Publié le 03 décembre 2012 par Fredlafortune

Alors que «Walking Dead» fait un carton, Maxime Coulombe et Martin Page le confirment: si les zombies sont partout, c’est parce qu’ils nous permettent d’assister à la destruction du monde.

Un zombie dans

Un zombie dans “Walking Dead”, série à succès dont la troisième saison entre dans sa trêve hivernale. (AFP/Images Forum)

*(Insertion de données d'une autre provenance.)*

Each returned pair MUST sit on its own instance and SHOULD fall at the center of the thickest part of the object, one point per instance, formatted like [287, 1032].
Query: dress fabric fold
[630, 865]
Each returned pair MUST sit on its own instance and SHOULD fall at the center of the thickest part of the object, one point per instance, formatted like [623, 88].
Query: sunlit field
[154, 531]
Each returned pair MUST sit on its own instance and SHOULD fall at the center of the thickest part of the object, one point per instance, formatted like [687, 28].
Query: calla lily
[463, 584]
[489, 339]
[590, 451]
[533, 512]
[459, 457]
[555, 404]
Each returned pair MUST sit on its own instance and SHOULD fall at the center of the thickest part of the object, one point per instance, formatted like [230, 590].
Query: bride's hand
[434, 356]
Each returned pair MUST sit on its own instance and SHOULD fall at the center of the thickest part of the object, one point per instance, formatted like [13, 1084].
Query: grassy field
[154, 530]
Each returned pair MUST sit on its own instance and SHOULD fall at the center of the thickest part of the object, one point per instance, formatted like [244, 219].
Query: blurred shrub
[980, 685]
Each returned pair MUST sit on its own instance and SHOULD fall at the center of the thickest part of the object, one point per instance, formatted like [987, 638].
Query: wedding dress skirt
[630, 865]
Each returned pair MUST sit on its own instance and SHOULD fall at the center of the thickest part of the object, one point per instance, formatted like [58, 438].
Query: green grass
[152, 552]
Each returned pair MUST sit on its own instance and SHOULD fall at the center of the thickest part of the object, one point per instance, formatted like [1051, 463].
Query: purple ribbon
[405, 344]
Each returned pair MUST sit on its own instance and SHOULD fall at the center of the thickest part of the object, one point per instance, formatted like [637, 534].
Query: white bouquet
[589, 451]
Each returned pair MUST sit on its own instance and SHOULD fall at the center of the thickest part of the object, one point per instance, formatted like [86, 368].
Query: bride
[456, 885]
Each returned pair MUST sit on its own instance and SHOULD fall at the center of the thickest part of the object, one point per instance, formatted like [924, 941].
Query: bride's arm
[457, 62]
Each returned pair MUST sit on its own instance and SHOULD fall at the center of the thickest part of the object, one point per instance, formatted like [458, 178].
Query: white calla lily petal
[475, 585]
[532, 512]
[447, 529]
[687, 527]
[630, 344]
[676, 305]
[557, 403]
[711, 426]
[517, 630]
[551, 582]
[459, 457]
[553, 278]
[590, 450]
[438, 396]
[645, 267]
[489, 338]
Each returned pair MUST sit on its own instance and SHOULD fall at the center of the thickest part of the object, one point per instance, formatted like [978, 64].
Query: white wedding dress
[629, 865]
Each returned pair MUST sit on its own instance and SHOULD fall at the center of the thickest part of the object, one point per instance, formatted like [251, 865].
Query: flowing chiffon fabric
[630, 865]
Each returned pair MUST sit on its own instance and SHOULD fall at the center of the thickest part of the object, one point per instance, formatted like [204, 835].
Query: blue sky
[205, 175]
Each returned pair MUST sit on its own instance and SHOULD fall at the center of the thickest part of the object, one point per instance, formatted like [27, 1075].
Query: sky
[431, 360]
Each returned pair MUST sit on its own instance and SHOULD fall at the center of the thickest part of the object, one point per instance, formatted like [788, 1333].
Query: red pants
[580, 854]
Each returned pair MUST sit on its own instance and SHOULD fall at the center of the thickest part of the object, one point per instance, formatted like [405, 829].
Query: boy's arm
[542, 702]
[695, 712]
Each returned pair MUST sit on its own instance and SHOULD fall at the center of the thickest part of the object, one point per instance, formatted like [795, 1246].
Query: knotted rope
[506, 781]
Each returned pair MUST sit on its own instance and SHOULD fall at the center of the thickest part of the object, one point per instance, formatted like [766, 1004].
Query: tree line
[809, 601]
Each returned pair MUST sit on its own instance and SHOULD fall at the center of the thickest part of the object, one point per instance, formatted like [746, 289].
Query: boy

Gardons-nous bien de désigner la personnalité culturelle de l’année. Elle pourrait avoir une apparence surprenante: costume élimé couvert de sang sec, peau grise, yeux rouges et langue pendante. Les zombies sont partout. En leur honneur, des dizaines de milliers d’adorateurs maquillés ont organisé ces dernières semaines des zombie walks à Singapour, Mexico City, Berlin ou Toronto. Partout où elle passe, l’excellente série «Walking Dead» dévore les audiences. La saga zombicide «Resident Evil», moins excellente, en est à son 23e épisode sur consoles de jeux vidéo, et à son 5e au cinéma. Et on attend en juin 2013 la sortie du monumental «World War Z», adapté du best-seller de Max Brooks, où Brad Pitt se dressera seul contre un véritable tsunami de zombies.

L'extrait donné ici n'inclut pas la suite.